На следующее утро Сёмин проснулся в шесть, раньше подъёма, и лежал, глядя в потолок, и думал о комиссии, и о рапорте, который Сотников, может быть, уже написал, и о бумаге, которая, может быть, уже лежит в канцелярии, и на которой, может быть, уже стоит слово «проверен» или стоит другое слово, и от того, какое слово стоит, зависит всё, что будет дальше, и «дальше» для Сёмина означало одно из двух: часть или не часть, фронт или восток, жизнь, в которой он снова солдат, или жизнь, в которой он не знает, кто он.
Восемнадцатый день пришёл четырнадцатого февраля, в субботу, и утром, после завтрака, Сёмина вызвали в канцелярию. Канцелярия располагалась на первом этаже, рядом с комнатой комиссии, и за столом сидела Карпова, Лидия Сергеевна, та самая, которая записывала, и перед ней лежал лист бумаги, отпечатанный на машинке, с подписью и печатью.

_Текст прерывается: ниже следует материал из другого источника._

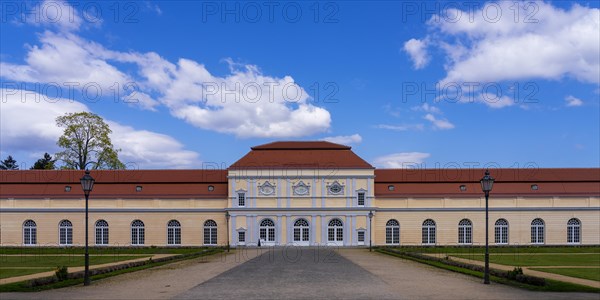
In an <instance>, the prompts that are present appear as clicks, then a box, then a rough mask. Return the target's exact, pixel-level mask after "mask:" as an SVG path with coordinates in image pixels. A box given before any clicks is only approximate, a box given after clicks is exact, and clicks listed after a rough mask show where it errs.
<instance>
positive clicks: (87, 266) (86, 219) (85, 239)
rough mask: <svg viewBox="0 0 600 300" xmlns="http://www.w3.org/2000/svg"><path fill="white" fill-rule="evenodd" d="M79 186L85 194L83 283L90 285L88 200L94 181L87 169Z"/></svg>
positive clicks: (83, 284)
mask: <svg viewBox="0 0 600 300" xmlns="http://www.w3.org/2000/svg"><path fill="white" fill-rule="evenodd" d="M80 181H81V188H82V189H83V193H84V194H85V273H84V277H83V285H90V253H89V251H88V200H89V197H90V192H91V191H92V188H94V181H96V180H95V179H94V178H93V177H92V176H91V175H90V171H89V170H85V175H83V177H81V179H80Z"/></svg>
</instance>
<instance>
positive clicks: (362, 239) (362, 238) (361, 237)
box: [357, 230, 365, 243]
mask: <svg viewBox="0 0 600 300" xmlns="http://www.w3.org/2000/svg"><path fill="white" fill-rule="evenodd" d="M357 235H358V236H357V237H358V242H359V243H364V242H365V231H364V230H359V231H358V234H357Z"/></svg>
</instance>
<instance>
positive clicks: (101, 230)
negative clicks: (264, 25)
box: [96, 220, 108, 245]
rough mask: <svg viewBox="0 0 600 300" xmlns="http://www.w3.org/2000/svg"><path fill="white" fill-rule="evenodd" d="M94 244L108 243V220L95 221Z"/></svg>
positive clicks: (105, 243)
mask: <svg viewBox="0 0 600 300" xmlns="http://www.w3.org/2000/svg"><path fill="white" fill-rule="evenodd" d="M96 245H108V222H106V221H105V220H98V221H96Z"/></svg>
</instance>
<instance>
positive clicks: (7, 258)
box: [0, 255, 150, 279]
mask: <svg viewBox="0 0 600 300" xmlns="http://www.w3.org/2000/svg"><path fill="white" fill-rule="evenodd" d="M149 256H150V255H148V256H127V255H114V256H90V265H100V264H105V263H111V262H118V261H124V260H130V259H137V258H144V257H149ZM84 263H85V262H84V257H83V256H81V255H77V256H0V279H2V278H8V277H14V276H22V275H28V274H35V273H40V272H46V271H52V270H54V269H56V267H58V266H67V267H76V266H83V265H84ZM21 268H24V269H21Z"/></svg>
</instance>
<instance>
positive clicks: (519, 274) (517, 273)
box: [506, 267, 523, 280]
mask: <svg viewBox="0 0 600 300" xmlns="http://www.w3.org/2000/svg"><path fill="white" fill-rule="evenodd" d="M518 275H523V269H521V267H516V268H514V269H513V270H512V271H508V272H507V274H506V277H507V278H509V279H513V280H516V279H517V276H518Z"/></svg>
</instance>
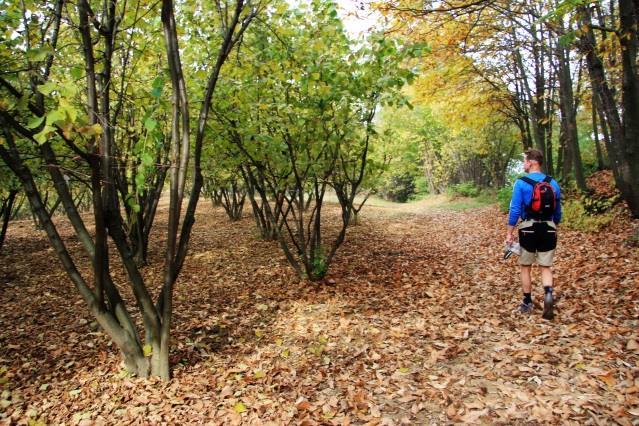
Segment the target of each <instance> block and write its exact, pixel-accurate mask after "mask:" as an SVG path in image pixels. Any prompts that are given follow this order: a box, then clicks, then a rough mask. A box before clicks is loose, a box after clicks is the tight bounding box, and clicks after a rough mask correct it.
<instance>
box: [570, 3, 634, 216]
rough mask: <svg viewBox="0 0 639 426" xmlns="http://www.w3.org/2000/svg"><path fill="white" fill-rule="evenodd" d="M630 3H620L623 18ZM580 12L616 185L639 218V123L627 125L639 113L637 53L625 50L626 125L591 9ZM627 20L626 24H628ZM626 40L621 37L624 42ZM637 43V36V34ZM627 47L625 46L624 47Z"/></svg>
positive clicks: (619, 3)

– Сёмин Алексей Николаевич?
– Так точно.
– Решение фильтрационной комиссии от двенадцатого февраля тысяча девятьсот сорок второго года. Проверен. Нарушений воинской присяги, фактов сотрудничества с противником, а также иных обстоятельств, препятствующих прохождению дальнейшей военной службы, не установлено. Направлен в сорок седьмой запасной стрелковый полк для доукомплектования. Распишитесь.
Она протянула ему лист. Сёмин взял его обеими руками, потому что одной рукой не мог, руки тряслись, и буквы прыгали, и он прочитал каждое слово, медленно, как читают приговор, только этот приговор был другой, не тот, которого он боялся, а тот, на который надеялся и в который до конца не верил. «Проверен. Нарушений не установлено. Направлен в полк.» Три фразы. Двадцать слов. Восемнадцать дней ожидания.